His deputies and outriders are not quite so deft. A few hours later, in the same hall, I watched Zia Yusuf, Reform’s head of DOGE (yes, DOGE), give a speech that was martial and mean. Yusuf, a former banker at Goldman Sachs, describes himself as a British Muslim patriot. He reiterated Reform’s plans for mass deportations, the sidelining of judges by the executive, and the use of military aircraft to clear the country of “illegal migrants.” In a century’s time, Yusuf promised, children would be taught the names of the Prime Ministers who had allowed Britain’s borders to be overrun. “They will learn of a political class that betrayed its own people,” Yusuf said. “They will learn of a Britain that was besieged.”
On my way out, I bumped into Michael Gove, a former Conservative Cabinet minister who is now the editor of The Spectator, Britain’s most influential right-wing magazine. Gove was a leading Brexiteer and one of the more effective Tory politicians during the Party’s long spell in power. When we spoke on the phone a few days later, Gove acknowledged that the rise of Reform was all that anyone was talking about. “But there’s a ‘but,’ ” he said. Aside from Farage, Gove observed that the Party retained an amateur feel. “And the amateurism leads to a fear that the perimeter between the populist-and-radical-right movement and something more worrying is not properly policed,” he said. The day after Farage and Yusuf spoke, Reform delegates were addressed by Aseem Malhotra, a British cardiologist and vaccine skeptic, who shared a claim that COVID vaccines might be responsible for recent cancer cases in the British Royal Family.
Gove is three years younger than Farage, and, like him, part of the generation of British conservatives who grew up enthralled by Margaret Thatcher, and who subsequently led the national revolt against the European Union. (“I think the people of this country have had enough of experts,” Gove said, memorably, during the Brexit campaign.) Every revolution devours its children.
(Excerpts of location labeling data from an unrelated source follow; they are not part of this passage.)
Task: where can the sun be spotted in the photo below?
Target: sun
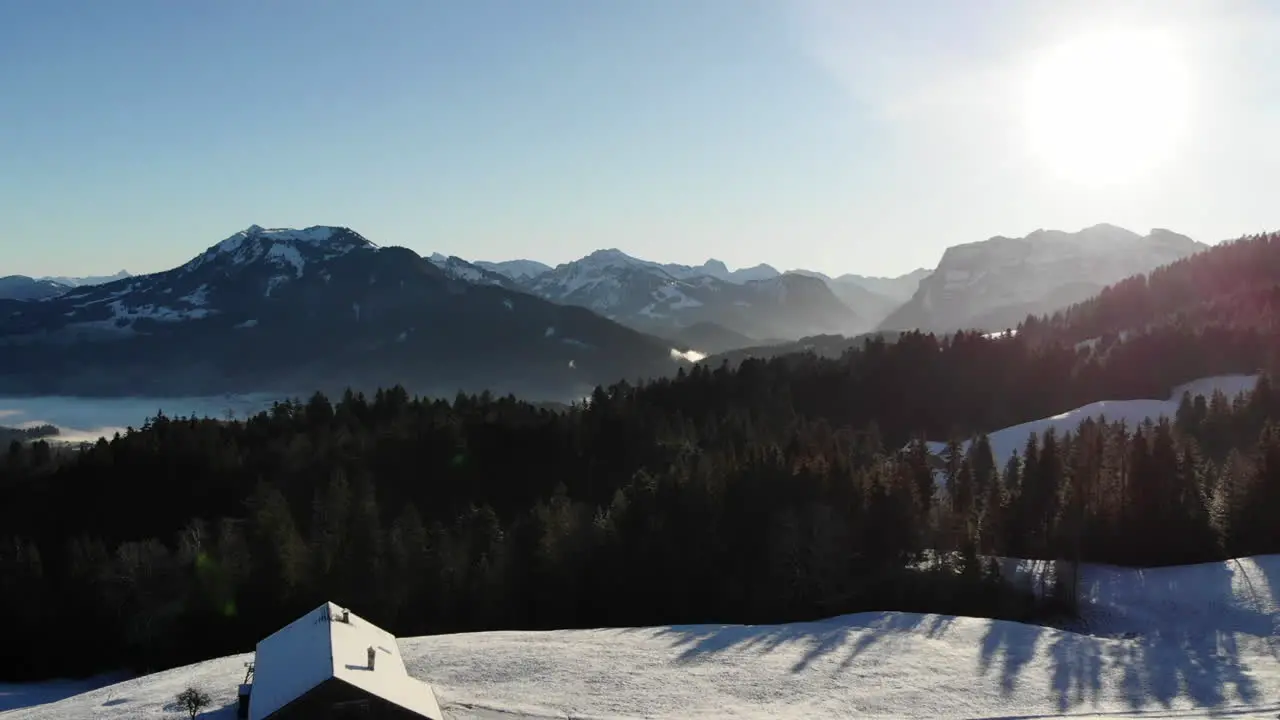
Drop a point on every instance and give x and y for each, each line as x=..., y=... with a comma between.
x=1110, y=106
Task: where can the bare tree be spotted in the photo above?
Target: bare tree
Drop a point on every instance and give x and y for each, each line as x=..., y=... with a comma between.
x=193, y=700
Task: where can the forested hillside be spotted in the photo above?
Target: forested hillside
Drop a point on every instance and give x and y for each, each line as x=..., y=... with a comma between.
x=781, y=490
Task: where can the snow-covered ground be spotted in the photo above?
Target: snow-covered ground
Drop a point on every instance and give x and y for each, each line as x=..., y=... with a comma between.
x=91, y=418
x=1175, y=642
x=1006, y=441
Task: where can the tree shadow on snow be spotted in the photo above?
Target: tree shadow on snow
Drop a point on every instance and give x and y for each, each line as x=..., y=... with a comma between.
x=849, y=636
x=1015, y=643
x=1178, y=638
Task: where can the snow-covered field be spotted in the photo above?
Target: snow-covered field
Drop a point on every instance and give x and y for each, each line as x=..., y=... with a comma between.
x=91, y=418
x=1006, y=441
x=1175, y=642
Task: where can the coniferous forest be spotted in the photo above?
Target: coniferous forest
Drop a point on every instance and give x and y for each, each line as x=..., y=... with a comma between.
x=777, y=490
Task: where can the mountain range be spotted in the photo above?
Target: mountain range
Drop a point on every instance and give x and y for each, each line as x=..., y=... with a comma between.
x=289, y=310
x=996, y=283
x=292, y=310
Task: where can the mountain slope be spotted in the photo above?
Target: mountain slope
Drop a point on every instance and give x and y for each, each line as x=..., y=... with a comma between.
x=91, y=279
x=650, y=297
x=21, y=287
x=295, y=310
x=996, y=283
x=1171, y=642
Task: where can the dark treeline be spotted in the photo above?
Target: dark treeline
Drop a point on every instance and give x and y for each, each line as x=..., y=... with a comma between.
x=193, y=538
x=781, y=490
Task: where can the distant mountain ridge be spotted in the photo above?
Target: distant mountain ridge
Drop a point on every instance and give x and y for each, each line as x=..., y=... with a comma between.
x=999, y=282
x=22, y=287
x=293, y=310
x=707, y=302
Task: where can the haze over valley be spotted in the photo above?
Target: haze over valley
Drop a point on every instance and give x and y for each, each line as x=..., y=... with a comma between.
x=664, y=359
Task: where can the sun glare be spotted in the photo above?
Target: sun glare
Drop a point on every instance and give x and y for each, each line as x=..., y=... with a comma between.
x=1110, y=106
Farage has been waiting for this moment for a long time. I remember chatting to him while he smoked a cigarette after a Brexit Party rally in the West Midlands, in the spring of 2019. It was almost three years after Britain had voted to leave the E.U., but the country’s political class was unable to agree on the right terms for leaving the bloc. “This is not even about Brexit,” Farage said, referring to the anger and the energy of the supporters he had just addressed. “This is now a genuine movement that wants to radically change the entire system in the U.K.”
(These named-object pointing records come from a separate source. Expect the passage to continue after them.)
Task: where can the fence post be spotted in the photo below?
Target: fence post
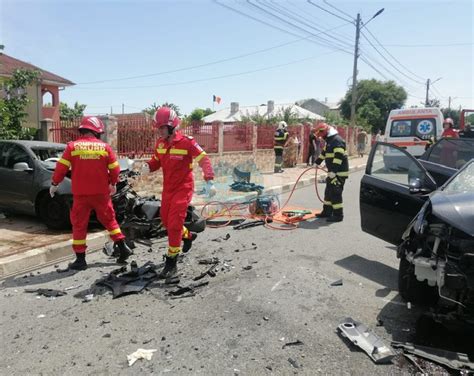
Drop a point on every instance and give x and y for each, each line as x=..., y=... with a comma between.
x=220, y=147
x=111, y=131
x=45, y=133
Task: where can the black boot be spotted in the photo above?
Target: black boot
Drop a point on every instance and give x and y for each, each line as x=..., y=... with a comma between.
x=326, y=213
x=80, y=262
x=188, y=243
x=124, y=251
x=170, y=270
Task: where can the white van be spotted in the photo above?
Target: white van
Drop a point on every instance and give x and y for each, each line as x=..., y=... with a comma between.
x=411, y=128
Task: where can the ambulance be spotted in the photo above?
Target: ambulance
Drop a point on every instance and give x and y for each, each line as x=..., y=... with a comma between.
x=412, y=128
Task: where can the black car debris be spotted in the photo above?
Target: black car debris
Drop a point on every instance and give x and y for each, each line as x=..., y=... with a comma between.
x=432, y=227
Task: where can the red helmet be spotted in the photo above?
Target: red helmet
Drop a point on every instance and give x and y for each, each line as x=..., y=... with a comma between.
x=93, y=123
x=322, y=130
x=449, y=121
x=165, y=117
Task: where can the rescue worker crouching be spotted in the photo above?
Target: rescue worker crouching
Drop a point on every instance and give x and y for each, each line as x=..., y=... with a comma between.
x=281, y=139
x=174, y=153
x=94, y=174
x=335, y=156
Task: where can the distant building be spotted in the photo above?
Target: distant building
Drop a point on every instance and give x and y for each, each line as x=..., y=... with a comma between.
x=318, y=107
x=49, y=84
x=236, y=113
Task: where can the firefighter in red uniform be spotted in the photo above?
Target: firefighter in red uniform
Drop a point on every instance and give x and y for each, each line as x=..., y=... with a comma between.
x=174, y=153
x=94, y=173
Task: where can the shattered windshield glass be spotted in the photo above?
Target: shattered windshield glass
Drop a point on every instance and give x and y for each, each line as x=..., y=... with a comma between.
x=463, y=182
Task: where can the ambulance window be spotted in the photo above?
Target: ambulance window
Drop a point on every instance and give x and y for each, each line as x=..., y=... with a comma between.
x=425, y=128
x=401, y=128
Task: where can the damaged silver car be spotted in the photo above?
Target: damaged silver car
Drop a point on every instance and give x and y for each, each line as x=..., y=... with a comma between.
x=433, y=228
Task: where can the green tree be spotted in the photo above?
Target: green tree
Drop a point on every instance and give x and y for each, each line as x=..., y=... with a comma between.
x=199, y=113
x=374, y=102
x=71, y=113
x=13, y=104
x=151, y=110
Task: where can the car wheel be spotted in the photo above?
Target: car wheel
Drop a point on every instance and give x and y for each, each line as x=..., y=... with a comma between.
x=54, y=212
x=413, y=290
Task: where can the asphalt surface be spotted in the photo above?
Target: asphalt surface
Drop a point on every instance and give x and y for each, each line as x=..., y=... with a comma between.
x=271, y=288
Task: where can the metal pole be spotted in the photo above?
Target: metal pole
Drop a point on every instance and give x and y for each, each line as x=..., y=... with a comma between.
x=354, y=80
x=427, y=101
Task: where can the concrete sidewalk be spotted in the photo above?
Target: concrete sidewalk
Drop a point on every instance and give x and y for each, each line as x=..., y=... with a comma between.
x=25, y=244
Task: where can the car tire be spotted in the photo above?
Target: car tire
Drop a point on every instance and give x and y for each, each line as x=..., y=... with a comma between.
x=413, y=290
x=54, y=212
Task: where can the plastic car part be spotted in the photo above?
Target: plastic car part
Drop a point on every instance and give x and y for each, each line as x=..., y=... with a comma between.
x=359, y=335
x=454, y=360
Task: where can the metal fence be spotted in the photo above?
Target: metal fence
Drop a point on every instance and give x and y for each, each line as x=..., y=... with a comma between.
x=238, y=137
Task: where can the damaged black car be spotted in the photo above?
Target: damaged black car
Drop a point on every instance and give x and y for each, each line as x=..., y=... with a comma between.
x=432, y=227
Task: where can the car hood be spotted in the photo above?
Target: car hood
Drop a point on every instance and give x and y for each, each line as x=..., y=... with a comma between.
x=457, y=209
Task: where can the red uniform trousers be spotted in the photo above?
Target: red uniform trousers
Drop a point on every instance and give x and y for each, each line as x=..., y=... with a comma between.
x=174, y=205
x=80, y=213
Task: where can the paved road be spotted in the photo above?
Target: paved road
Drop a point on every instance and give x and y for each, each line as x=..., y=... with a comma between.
x=260, y=299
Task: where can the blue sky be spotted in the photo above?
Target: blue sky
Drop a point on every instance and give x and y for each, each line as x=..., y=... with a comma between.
x=88, y=41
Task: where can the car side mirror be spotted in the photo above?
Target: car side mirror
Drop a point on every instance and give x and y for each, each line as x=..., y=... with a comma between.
x=22, y=166
x=416, y=186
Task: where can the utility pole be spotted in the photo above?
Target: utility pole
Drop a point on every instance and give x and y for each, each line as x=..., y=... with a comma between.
x=427, y=101
x=354, y=82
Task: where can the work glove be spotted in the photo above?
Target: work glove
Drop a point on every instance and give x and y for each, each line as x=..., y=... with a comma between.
x=52, y=190
x=210, y=188
x=145, y=168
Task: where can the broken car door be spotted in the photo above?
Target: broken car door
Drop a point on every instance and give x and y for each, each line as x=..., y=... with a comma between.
x=392, y=192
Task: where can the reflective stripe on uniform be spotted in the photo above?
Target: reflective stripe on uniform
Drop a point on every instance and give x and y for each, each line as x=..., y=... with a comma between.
x=200, y=156
x=113, y=165
x=173, y=251
x=89, y=152
x=114, y=232
x=179, y=151
x=65, y=162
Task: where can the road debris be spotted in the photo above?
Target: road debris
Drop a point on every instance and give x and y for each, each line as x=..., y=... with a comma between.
x=358, y=334
x=47, y=292
x=140, y=354
x=221, y=238
x=122, y=282
x=453, y=360
x=295, y=343
x=293, y=362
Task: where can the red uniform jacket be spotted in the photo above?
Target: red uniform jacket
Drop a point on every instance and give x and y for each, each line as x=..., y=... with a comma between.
x=93, y=166
x=450, y=133
x=176, y=159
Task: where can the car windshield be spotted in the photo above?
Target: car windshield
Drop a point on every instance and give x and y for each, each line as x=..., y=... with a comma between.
x=421, y=128
x=462, y=182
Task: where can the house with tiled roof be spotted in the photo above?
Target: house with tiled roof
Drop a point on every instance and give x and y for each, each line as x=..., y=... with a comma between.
x=236, y=112
x=44, y=95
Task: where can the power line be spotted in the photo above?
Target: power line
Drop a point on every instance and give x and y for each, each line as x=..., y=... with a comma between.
x=325, y=41
x=340, y=11
x=393, y=57
x=327, y=11
x=388, y=61
x=297, y=17
x=210, y=78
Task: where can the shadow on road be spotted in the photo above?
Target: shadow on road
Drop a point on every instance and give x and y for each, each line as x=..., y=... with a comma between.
x=373, y=270
x=28, y=279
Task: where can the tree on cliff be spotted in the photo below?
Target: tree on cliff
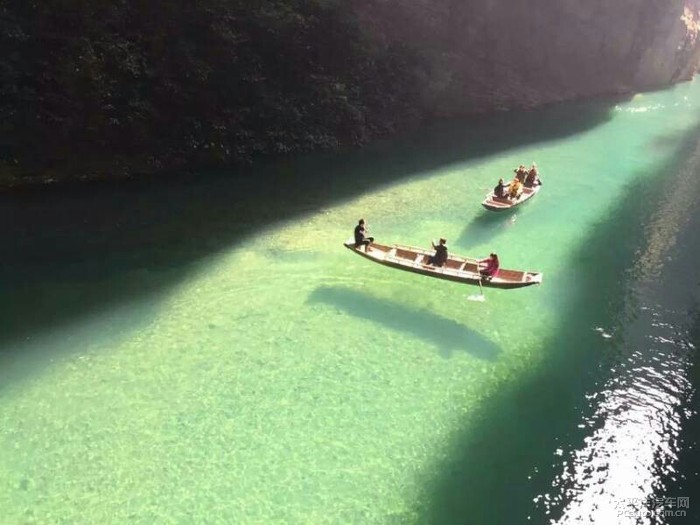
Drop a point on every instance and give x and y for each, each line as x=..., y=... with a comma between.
x=110, y=86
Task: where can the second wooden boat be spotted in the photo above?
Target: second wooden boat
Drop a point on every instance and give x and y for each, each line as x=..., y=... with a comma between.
x=493, y=203
x=459, y=269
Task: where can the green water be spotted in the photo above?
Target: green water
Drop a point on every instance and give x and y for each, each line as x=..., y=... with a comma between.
x=210, y=353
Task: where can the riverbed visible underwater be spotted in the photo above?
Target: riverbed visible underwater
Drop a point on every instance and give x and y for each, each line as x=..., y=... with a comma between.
x=203, y=349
For a few years, Boris Johnson’s Conservative Party was able to satisfy the cravings of the populist right. But those days are gone. It was the collapse of the Tories at last year’s election that has created the space for Farage’s march to power. Between 2019 and 2024, the Conservatives lost seven million voters, equivalent to more than twenty per cent of the vote. Labour’s numbers stood still. Starmer’s hundred-and-fifty-six-seat majority in the House of Commons is unsteady, because it rests on only thirty-four per cent of the popular vote. “This isn’t Tony Blair in 1997. There is no love for Starmer or his government,” Robert Ford, a professor of political science at the University of Manchester, said. Everyone has their own analogy to describe Labour’s illusory power. “I call it a Jenga tower,” Ford said. “It’s very tall, but it’s got extremely weak foundations.”